Judge gavel and book on the laptop

Getty Images/Stock

Background

In November 2024, Elon Musk posted on social media, “There should be no need for [Freedom of Information Act] requests. All government data should be default public for maximum transparency.” His statement reignited discussions on the Freedom of Information Act, or FOIA, a federal law enacted in 1966 that requires federal executive branch agencies to disclose information in specific ways. Since its original passage in 1966, FOIA has been updated three times to tighten agency compliance, account for digital records, and allow citizens to request records online. Under FOIA, government agencies must disclose information by:

  • Publishing procedural rules in the Federal Register
  • Electronically disclosing certain frequently requested records
  • Disclosing all covered records not already available upon request

FOIA includes nine exemptions to protect against harms that might result from divulging certain records; these exemptions include cases like invasion of personal privacy, information related to national security, and information that would interfere with law enforcement proceedings.


History of FOIA

Concerns over government secrecy grew in the aftermath of the Cold War. In response, Representative John Moss, a Democrat from California, introduced FOIA in 1955 with support from the journalism community. Despite opposition from President Lyndon B. Johnson and every federal agency, the House of Representatives passed the bill with a vote of 307–0. When Johnson signed the legislation in 1966, he included a signing statement emphasizing that the law allowed room for interpretation and exemptions related to national security.

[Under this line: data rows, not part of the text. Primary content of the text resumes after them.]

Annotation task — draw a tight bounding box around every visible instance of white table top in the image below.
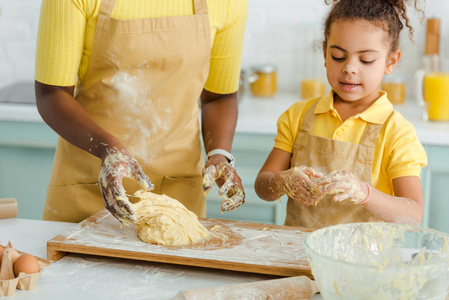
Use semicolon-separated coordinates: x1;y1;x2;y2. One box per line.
0;218;322;300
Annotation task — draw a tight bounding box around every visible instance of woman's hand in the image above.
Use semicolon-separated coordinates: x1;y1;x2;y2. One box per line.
99;147;154;224
273;166;323;205
203;155;245;212
313;170;369;203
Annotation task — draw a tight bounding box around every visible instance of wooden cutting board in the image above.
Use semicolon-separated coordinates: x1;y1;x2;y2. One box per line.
47;210;312;278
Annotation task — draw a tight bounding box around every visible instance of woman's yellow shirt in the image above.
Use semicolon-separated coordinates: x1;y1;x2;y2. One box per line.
35;0;248;94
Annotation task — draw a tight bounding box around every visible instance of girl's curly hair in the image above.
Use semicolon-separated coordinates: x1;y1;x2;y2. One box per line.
324;0;425;50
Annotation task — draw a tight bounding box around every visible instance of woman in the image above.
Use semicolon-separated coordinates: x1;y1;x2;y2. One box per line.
35;0;247;223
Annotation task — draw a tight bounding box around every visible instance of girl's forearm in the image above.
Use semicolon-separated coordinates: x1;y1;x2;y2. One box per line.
363;187;424;225
254;171;285;201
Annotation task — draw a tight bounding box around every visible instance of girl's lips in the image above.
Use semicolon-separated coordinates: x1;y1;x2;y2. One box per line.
340;82;360;92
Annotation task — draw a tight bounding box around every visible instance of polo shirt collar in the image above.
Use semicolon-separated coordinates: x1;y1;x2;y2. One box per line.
314;90;393;124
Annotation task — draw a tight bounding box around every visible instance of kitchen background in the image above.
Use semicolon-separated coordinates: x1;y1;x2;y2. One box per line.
0;0;449;232
0;0;449;95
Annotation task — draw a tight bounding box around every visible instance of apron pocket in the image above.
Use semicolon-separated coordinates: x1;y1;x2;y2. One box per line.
42;183;104;222
161;176;206;218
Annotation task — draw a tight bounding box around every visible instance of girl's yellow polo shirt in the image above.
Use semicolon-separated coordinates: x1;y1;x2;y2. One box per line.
274;91;427;195
35;0;248;94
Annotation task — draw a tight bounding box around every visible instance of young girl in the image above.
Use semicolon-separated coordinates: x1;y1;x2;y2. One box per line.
255;0;427;228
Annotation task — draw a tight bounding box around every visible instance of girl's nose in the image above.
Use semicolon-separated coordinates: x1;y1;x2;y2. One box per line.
343;63;356;74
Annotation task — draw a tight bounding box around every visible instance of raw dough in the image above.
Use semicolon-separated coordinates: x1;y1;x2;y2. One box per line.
133;191;211;246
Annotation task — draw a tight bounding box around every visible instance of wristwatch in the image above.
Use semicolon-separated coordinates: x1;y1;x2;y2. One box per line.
207;149;235;167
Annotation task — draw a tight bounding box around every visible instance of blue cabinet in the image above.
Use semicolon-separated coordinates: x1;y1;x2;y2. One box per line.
0;121;449;232
421;145;449;232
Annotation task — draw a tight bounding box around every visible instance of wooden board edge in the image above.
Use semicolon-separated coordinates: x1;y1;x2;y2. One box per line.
47;242;68;262
47;241;313;279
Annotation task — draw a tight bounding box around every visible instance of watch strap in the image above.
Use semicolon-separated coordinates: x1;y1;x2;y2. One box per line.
207;149;235;167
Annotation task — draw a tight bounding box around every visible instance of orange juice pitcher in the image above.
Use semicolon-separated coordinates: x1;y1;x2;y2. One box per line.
423;72;449;121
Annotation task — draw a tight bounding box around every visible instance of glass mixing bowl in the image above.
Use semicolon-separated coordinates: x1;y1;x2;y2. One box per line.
305;222;449;300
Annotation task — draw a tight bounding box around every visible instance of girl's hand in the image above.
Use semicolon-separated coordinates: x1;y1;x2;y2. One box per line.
313;170;369;203
203;155;245;212
99;148;154;224
273;166;323;205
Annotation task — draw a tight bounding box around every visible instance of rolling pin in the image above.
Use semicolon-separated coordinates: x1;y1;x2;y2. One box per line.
0;198;17;219
172;276;318;300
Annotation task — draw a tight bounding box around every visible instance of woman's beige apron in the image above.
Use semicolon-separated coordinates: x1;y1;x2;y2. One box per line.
285;101;391;228
43;0;211;222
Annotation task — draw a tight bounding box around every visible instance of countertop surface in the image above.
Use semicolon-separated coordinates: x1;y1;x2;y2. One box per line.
0;218;322;300
0;83;449;146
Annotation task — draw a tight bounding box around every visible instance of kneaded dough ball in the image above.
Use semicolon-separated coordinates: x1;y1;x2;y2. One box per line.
133;191;210;246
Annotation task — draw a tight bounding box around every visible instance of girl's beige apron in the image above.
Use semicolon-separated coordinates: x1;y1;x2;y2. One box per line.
43;0;211;222
285;101;392;228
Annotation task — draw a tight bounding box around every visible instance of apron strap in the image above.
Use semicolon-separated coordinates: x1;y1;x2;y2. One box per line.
193;0;208;15
360;111;393;146
357;111;393;163
299;100;320;133
99;0;115;17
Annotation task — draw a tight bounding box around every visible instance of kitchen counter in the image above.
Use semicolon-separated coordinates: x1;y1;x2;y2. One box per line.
0;83;449;146
0;218;322;300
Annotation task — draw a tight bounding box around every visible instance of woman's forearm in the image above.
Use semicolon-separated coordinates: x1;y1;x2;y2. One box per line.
35;81;123;158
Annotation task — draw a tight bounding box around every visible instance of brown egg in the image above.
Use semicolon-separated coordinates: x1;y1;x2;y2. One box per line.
0;247;20;263
14;254;39;277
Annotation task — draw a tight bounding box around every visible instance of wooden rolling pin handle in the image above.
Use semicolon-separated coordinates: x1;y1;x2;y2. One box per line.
0;198;17;219
172;276;318;300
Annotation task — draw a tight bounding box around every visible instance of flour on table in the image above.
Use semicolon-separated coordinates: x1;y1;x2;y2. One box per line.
133;190;211;246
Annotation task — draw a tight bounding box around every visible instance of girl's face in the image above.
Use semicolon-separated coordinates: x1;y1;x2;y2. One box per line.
324;20;401;105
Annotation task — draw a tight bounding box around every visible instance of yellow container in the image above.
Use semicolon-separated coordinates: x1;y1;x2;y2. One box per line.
248;65;277;97
423;73;449;121
382;82;405;104
301;79;326;99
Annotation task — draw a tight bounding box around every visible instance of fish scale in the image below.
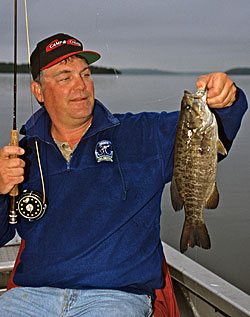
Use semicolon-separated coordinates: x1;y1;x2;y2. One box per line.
170;91;226;253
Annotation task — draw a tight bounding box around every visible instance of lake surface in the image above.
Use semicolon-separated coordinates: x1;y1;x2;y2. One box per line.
0;74;250;294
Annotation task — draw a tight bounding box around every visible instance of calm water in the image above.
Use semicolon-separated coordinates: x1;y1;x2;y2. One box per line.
0;75;250;294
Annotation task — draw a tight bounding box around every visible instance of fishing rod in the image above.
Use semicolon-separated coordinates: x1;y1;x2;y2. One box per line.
9;0;47;224
9;0;19;224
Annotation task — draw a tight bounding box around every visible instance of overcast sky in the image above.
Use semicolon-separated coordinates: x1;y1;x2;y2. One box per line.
0;0;250;71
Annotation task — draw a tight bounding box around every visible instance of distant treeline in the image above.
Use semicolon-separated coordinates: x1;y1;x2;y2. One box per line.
0;63;121;75
226;67;250;75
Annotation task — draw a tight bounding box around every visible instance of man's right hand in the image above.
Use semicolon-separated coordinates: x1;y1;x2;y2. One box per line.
0;145;25;194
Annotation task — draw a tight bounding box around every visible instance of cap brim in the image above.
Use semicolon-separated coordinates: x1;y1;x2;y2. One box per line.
41;51;101;70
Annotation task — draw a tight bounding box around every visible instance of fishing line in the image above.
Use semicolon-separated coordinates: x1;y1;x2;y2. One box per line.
9;0;47;224
24;0;46;204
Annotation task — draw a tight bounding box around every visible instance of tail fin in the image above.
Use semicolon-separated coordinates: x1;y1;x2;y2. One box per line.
180;219;211;253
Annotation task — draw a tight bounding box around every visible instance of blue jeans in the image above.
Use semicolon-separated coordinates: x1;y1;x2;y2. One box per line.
0;287;152;317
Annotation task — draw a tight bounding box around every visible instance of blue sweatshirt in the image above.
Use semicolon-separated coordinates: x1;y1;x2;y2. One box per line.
0;90;247;295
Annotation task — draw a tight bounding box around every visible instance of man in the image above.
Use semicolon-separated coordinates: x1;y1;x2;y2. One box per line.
0;34;247;316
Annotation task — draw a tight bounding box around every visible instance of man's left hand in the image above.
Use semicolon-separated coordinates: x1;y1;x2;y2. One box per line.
196;73;236;108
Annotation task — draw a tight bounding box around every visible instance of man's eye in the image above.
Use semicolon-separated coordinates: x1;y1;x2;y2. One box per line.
60;77;69;81
81;73;90;77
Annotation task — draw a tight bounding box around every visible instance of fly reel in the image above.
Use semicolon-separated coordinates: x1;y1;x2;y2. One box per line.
16;190;47;221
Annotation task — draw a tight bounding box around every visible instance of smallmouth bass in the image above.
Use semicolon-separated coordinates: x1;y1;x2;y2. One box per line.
170;90;227;253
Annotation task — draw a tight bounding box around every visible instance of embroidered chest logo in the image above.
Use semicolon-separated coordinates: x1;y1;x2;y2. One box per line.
95;140;113;163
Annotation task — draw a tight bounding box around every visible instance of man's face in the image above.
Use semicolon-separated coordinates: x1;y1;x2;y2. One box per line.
33;56;94;128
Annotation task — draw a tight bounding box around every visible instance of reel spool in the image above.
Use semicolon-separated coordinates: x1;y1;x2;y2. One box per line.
16;189;47;221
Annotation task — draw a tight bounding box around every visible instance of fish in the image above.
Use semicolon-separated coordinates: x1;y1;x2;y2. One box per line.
170;90;227;253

Over the decades, several amendments refined FOIA to make it what it is today. Most notably, the Privacy Act of 1974 was created in response to concerns about individual privacy rights In 1996, President Bill Clinton signed the Electronic Freedom of Information Act Amendments, which required agencies to make documents available electronically. The OPEN Government Act of 2007, signed by President George W. Bush, expanded the definition of “journalist” to include web-based reporters and bloggers. It also established the Office of Government Information Services to oversee FOIA compliance. President Barack Obama further reformed the law with the FOIA Improvement Act of 2016, which required agencies to update their FOIA regulations and create a centralized online portal for requests. The FOIA Improvement Act also introduced the “foreseeable harm” standard, which prohibits agencies from denying FOIA requests unless they can sufficiently prove that disclosure of the requested records would lead to a specific harm.

The FOIA Request Process

FOIA requests are open to anyone, regardless of citizenship status. Requesters must submit their inquiries either electronically or in paper form to the appropriate federal agency. Upon submission, the agency provides a tracking number and begins searching for relevant records. If the requested documents contain sensitive information, agencies redact sections in accordance with the nine exemptions before releasing them to the requester.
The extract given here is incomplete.